Páginas

terça-feira, 15 de outubro de 2024

EXPOSIÇÃO DE FOTOGRAFIA: "Orixe"



EXPOSIÇÃO DE FOTOGRAFIA: “Orixe”,
de Glorianna Ximendaz
Curadoria | Vítor Nieves
Encontros da Imagem de Braga 2024
Palácio do Raio
06 Set > 03 Nov 2024


Nascida em San José, Costa Rica, em 1992, Glorianna Ximendaz destaca-se como uma fotógrafa e poliactivista cujo trabalho reflecte “uma busca pela justiça social e uma profunda conexão com as histórias pessoais e coletivas de resistência e superação”. O projecto “Orixe” – vencedor do XI Prémio Galiza de Fotografia Contemporânea, o reconhecimento mais prestigioso na sua área no vizinho país do Norte – enquadra-se perfeitamente neste contexto, acrescentando-lhe um cunho profundamente pessoal, ao encontro das histórias de abuso e violência sofridas pelas mulheres, incluindo as da família da própria artista. Para a autora, a série “Orixe” não é apenas uma narrativa visual, mas também um acto de resistência e uma declaração de existência. Ximendaz utiliza a fotografia como uma ferramenta para desafiar as normas sociais, derrubar estruturas opressoras, fomentar a cura e o empoderamento, e celebrar a força e a resiliência das mulheres. O projecto visa iniciar diálogos, consciencializar para o problema e ajudar a desmantelar os sistemas que perpetuam a violência machista.

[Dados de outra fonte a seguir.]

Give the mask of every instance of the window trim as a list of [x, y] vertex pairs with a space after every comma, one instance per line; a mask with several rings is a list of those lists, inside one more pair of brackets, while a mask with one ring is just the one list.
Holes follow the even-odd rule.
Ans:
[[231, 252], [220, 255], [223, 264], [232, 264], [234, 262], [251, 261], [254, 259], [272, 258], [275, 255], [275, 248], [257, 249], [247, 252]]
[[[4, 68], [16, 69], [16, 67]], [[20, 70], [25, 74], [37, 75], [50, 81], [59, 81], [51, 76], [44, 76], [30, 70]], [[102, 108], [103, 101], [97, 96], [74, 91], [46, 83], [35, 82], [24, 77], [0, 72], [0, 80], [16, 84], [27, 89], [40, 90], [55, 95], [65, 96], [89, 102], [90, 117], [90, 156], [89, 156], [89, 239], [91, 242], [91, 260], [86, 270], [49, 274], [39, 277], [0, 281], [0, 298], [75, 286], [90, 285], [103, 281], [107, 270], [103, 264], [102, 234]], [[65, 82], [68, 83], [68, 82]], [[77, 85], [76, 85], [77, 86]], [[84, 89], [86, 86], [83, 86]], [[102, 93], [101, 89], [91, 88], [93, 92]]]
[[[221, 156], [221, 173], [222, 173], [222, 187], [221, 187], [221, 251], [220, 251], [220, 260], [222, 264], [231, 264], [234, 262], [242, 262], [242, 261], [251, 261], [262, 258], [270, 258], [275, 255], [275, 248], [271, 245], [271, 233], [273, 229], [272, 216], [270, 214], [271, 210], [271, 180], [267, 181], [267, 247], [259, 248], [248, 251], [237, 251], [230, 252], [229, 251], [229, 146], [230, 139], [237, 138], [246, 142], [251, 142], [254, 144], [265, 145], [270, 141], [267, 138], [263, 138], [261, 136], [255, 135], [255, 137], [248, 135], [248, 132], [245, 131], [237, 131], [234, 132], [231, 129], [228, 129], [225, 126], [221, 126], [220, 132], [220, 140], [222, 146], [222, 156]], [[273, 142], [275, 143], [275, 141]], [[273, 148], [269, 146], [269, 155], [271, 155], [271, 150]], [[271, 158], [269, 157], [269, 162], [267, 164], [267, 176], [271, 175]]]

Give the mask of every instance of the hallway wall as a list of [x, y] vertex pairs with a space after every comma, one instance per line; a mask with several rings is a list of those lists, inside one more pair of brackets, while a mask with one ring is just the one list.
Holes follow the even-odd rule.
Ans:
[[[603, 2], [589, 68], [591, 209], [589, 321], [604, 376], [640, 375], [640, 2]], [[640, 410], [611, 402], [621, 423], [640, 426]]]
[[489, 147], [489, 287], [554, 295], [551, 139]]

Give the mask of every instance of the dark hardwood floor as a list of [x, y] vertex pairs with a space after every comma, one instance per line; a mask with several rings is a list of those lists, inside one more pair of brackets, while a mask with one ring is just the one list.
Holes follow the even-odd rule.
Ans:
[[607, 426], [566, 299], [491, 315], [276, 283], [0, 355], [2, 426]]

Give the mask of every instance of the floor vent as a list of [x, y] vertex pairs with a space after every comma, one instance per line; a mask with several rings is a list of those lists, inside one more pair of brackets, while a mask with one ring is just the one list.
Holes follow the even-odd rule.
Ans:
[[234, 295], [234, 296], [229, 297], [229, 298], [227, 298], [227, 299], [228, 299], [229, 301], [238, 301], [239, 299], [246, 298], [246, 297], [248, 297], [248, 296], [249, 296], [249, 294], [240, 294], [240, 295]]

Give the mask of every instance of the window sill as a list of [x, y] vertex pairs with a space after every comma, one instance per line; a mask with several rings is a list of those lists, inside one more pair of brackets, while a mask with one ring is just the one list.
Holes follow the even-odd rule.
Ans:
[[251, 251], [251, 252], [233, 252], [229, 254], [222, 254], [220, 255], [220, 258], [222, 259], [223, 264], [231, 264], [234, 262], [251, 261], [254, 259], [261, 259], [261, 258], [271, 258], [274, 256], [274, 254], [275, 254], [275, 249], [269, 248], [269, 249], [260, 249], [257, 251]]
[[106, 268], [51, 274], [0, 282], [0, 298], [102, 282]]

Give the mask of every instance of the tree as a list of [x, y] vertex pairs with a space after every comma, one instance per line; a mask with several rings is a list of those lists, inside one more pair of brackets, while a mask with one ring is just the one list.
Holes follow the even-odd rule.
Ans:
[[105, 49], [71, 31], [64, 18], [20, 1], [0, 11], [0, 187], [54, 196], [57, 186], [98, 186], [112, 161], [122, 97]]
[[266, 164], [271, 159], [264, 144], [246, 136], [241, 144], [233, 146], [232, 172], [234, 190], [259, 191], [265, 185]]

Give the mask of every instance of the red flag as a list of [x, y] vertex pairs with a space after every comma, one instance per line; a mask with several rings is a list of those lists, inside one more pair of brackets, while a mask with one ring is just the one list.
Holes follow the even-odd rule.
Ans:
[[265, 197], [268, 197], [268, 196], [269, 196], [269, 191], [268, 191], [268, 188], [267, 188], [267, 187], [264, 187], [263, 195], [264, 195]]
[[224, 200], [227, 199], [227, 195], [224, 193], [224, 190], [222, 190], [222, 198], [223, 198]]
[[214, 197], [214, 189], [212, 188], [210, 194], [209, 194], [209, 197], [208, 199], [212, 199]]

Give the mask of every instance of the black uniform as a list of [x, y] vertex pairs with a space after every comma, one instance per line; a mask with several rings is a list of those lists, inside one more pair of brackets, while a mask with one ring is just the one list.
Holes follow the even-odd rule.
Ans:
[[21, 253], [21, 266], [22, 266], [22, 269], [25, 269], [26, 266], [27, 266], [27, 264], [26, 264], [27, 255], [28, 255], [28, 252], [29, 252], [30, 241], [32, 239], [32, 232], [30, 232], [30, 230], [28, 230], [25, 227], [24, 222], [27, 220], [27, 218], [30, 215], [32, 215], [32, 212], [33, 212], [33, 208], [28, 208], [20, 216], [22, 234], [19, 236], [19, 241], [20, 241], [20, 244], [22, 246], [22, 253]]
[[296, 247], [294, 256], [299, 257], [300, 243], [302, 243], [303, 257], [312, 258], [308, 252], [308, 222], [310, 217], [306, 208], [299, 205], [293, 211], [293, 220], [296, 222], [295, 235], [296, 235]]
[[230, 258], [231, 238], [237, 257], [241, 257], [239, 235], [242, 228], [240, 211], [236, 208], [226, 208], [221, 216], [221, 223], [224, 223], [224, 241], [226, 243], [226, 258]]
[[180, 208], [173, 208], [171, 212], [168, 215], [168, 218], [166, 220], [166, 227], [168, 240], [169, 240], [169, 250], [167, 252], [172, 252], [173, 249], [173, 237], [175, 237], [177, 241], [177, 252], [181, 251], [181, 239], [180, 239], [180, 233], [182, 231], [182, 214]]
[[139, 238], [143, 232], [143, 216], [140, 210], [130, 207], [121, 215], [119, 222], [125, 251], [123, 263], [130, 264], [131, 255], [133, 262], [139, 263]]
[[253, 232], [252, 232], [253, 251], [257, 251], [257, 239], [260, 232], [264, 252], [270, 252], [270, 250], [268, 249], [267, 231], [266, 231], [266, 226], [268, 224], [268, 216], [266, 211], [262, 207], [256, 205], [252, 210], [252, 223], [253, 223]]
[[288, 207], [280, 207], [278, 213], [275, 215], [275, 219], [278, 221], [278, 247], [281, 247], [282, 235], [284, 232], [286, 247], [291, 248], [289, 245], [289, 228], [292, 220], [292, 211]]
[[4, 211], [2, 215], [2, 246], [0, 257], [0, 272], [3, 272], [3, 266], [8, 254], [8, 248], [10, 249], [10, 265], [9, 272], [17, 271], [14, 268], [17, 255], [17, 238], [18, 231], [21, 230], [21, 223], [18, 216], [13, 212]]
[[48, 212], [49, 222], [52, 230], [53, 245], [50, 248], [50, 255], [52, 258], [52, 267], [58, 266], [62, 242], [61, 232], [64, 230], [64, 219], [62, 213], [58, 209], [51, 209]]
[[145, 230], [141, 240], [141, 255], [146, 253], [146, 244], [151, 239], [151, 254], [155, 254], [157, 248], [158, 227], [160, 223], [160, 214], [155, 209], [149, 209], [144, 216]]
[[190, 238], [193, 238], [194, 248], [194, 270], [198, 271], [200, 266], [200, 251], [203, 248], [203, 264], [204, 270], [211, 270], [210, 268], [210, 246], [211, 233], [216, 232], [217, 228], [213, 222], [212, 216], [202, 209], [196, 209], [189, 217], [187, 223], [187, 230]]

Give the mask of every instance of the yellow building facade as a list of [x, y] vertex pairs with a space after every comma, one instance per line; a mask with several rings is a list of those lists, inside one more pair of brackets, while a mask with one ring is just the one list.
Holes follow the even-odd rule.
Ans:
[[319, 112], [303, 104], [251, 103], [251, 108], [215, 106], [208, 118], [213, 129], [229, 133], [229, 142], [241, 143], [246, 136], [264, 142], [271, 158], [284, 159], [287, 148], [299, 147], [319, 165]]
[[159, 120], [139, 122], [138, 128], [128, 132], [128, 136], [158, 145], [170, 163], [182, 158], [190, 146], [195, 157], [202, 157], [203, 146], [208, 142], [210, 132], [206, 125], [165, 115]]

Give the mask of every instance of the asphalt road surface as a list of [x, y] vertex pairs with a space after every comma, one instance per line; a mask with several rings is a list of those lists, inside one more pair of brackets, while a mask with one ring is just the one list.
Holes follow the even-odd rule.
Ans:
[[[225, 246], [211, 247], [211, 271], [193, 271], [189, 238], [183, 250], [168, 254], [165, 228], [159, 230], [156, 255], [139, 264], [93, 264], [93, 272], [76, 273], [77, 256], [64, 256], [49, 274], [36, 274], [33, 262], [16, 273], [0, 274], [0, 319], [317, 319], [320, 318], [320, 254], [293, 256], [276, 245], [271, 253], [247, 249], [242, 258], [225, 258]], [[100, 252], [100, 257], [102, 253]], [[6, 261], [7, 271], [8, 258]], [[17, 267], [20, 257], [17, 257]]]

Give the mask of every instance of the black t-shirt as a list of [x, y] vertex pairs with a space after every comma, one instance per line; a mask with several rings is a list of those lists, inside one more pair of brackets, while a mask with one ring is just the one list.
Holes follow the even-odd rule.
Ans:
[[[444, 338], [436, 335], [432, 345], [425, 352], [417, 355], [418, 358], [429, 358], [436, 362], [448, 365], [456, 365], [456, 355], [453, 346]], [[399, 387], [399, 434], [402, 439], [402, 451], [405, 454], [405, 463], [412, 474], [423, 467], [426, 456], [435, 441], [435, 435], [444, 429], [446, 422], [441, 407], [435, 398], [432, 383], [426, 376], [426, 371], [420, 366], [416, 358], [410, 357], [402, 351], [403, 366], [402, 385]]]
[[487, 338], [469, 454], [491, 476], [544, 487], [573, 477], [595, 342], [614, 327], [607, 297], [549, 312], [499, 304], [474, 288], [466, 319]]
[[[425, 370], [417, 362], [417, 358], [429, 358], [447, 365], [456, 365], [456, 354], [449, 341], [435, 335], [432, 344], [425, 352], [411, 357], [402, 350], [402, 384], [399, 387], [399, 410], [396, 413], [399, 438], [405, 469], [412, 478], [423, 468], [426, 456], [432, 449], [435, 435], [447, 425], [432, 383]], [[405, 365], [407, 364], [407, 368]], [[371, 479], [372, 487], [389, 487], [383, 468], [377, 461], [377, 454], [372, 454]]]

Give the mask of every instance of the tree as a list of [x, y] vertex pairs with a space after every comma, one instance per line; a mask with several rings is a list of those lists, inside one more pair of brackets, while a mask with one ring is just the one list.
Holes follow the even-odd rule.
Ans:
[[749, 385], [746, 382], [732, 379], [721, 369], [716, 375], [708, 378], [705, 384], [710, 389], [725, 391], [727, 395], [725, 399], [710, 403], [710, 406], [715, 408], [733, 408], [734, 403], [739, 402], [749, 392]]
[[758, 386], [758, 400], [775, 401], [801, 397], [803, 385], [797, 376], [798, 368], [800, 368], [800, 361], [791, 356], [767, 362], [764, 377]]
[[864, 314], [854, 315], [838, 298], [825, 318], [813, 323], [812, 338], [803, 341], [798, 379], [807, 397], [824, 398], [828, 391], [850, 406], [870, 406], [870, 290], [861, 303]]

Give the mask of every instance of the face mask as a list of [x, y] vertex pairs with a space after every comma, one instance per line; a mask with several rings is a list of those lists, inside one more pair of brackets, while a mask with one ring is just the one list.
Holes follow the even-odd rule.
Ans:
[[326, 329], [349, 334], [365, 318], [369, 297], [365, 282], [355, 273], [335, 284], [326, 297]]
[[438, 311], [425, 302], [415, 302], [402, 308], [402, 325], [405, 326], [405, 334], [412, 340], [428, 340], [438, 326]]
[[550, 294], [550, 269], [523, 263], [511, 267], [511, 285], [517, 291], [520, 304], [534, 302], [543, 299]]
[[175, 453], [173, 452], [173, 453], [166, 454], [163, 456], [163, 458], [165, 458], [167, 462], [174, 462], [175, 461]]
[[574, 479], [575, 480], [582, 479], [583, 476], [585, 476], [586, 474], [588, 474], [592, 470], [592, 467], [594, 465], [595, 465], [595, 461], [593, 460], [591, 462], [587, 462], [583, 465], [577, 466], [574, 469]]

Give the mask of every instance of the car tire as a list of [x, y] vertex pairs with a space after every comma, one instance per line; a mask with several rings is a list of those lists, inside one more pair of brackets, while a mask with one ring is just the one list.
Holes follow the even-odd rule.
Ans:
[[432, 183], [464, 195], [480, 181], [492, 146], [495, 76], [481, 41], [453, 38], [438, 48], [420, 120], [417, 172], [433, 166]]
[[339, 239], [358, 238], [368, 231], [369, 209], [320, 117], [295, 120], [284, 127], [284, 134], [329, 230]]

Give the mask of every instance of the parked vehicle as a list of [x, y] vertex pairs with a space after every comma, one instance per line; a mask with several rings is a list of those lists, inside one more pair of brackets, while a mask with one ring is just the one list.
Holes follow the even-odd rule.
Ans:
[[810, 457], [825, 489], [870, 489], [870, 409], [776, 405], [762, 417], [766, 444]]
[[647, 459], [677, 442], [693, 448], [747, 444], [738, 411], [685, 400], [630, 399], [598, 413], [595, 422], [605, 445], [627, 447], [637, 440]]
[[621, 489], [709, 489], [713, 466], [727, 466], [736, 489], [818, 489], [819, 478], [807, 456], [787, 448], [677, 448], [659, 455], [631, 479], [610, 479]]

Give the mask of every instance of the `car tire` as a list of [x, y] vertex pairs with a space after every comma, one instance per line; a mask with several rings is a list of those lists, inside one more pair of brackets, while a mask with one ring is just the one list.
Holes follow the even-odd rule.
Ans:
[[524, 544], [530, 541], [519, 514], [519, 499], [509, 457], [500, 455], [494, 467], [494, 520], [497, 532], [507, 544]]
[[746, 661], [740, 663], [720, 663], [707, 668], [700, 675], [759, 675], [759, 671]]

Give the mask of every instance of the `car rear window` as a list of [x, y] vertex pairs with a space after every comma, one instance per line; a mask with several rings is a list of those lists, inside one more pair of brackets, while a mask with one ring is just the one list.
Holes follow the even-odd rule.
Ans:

Com uma aprendizagem de luta pelos direitos das pessoas que lhe transmitiram os seus avós, Ximendaz usa a sua câmarа como instrumento de luta. Em paralelo à produção artística, o seu desempenho como fotojornalista é um trabalho comprometido, marcado por um esforço constante para dar voz a quem constantemente é negligenciada(o). A artista iniciou este projecto de uma maneira algo inconsciente, estabelecendo ligações entre as experiências de abuso que sofreu e as narrativas encriptadas presentes no seio familiar e que, de certa forma, a marcaram desde a nascença. Este entrelaçar de histórias pessoais e colectivas proporcionou um terreno fértil para a criação artística. Através do “collage”, a autora ressignifica as imagens, recupera a memória e (re)conta a história das suas ancestrais, tornando públicas e universais as experiências pessoais e familiares. As suas imagens não procuram a excepcionalidade, mas sim a repetição, a proliferação, a multiplicidade e a expansão, em que fragmentos dispersos são reunidos para criar novas imagens e significados.

No trabalho de Glorianna Ximendaz, materiais vernáculos de álbuns de família, da grande internet e do seu próprio arquivo são manipulados, fragmentados e intervencionados como forma de distorcer a cronologia e unificar as histórias de cinco vozes distintas numa narrativa só. Este método enfatiza a universalidade do discurso, transcendendo o âmbito individual para atingir uma dimensão coletiva. Ximendaz interliga habilmente as histórias das cinco mulheres, cada uma delas representando uma dimensão diferente relacionada com as distintas lutas dos feminismos. Bisavó, mãe, trisavó, avó e a própria autora corporizam as trajetórias percorridas pelos movimentos feministas nas últimas décadas. Tópicos como o poder patriarcal, os privilégios inerentes à masculinidade normativa e de classe, a ocultação e transmissão de violências no âmbito familiar e social, as penalizações impostas às mulheres que desafiam a ordem patriarcal, a exigência de padrões de beleza opressivos, a violência obstétrica e a sexualidade forçada, são abordados nas imagens de Ximendaz, acentuando a multiplicidade e complexidade das experiências femininas.

Entre os muitos aspectos significativos desta exposição, reveladores do poder da sua mensagem, encontramos uma abordagem do desretrato, no qual a artista opta por mutilar as fotografias em vez de as descartar directamente, como uma forma catártica de transformar a raiva e a dor em expressão material. Ximendaz emprega técnicas digitais e manuais, como pintura e queima de imagens, para intervir nas fotografias. Estas intervenções, que podem ser percebidas como destrutivas, desempenham um papel duplo: são um meio para a artista se aproximar do desmantelamento do sistema patriarcal, curando a dor e a memória; e servem para criar imagens iconoclastas que desafiam, desestabilizam, e até ridicularizam, o poder. Isto é evidente no retrato de um conhecido fotógrafo argentino, implicado em inúmeros casos de abuso das suas assistentes e alunas; e na representação do ditador Tinoco, cujo discurso contribuiu significativamente para o elevado índice de feminicídios na Costa Rica e para quem uma das antepassadas da autora trabalhou. Esta critica estende-se facilmente ao atual presidente do pais caribenho, Rodrigo Chaves Robles, conhecido pelas denúncias de assédio sexual.